Aug 8 2017
An economic experiment to inform policymakers considering Medicaid expansion shows small cash incentives to low-income people with new health care coverage can promote primary care visits that may significantly reduce costs overall. The study, by Cathy Bradley, professor of health systems management and policy at the Colorado School of Public Health at CU Anschutz, published today in the August issue of Health Affairs.
"This shows a potential for cost savings for a very small amount of money," Bradley said. "Access to primary care does not necessarily mean a visit will occur. Establishing a primary care relationship with an initial visit helps prevent chronic conditions, avoids hospitalizations and use of emergency departments and provides better care to the patient."
Some employers use cash incentives to encourage healthy behaviors among workers and the Affordable Care Act expanded the use of such incentives to public insurance programs.
"At the time this experiment began, Medicaid expansions were happening across the US," Bradley said.
Previous studies reported that low-income patients could be especially responsive to financial incentives like cost-sharing responsibility for emergency department use.
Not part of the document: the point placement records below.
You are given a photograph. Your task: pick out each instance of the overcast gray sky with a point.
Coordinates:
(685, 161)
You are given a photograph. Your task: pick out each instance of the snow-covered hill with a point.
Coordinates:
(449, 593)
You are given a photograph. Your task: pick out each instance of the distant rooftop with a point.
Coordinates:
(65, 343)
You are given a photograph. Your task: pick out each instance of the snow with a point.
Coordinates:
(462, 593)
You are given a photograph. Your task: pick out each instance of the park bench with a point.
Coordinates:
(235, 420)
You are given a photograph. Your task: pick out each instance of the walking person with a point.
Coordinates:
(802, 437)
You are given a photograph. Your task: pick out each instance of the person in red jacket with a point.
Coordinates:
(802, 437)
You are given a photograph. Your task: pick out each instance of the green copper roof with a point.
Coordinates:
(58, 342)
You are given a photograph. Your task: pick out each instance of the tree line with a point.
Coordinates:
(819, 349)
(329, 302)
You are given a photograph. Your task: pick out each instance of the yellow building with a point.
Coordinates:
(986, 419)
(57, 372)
"An emergency room visit would treat the patient's immediate acute need and discharge them," Bradley said. "A primary care doctor will do all the things that improve their well-being and prevent a medical crisis."
In a randomized controlled trial with subjects in Virginia living 100 percent below the federal poverty level, researchers studied low-income adults newly covered by a primary care program to determine if a cash incentive could encourage them to make an initial visit to a primary care provider. Among four total participant groups, three were given a baseline survey by telephone and then either $50, $25 or $0 to visit their provider within six months. A control group received no incentive or contact from the researchers.
The findings also suggest that interaction with a health care program coordinator who shows low-income enrollees through the system may also encourage primary care visits without further cash incentives. In the $0 incentive group, more people sought and received care than the unpaid control group.
"It shows that for a small amount of money and a conversation you can get a person to obtain primary care," Bradley said.
Subjects in the $50 and $25 incentive groups were more likely to see a primary care provider (77 percent and 74 percent, respectively) compared to the $0 group (68 percent). In the control group, 61 percent received care.
Study subjects were identified and enrolled through a community-based primary care program from a safety-net health care provider in Virginia serving low-income patients. All were newly enrolled in a health care program and had not seen a primary care provider or specialist in the previous nine months.
Overall, 1,228 participants were included in the three incentive groups and completed the baseline interview. There were 414 in the control group.
Bradley said the biggest limitation to the study was recruitment. A significant amount of potential subjects did not have stable phone connectivity, were homeless or incarcerated, making study enrollment a challenge.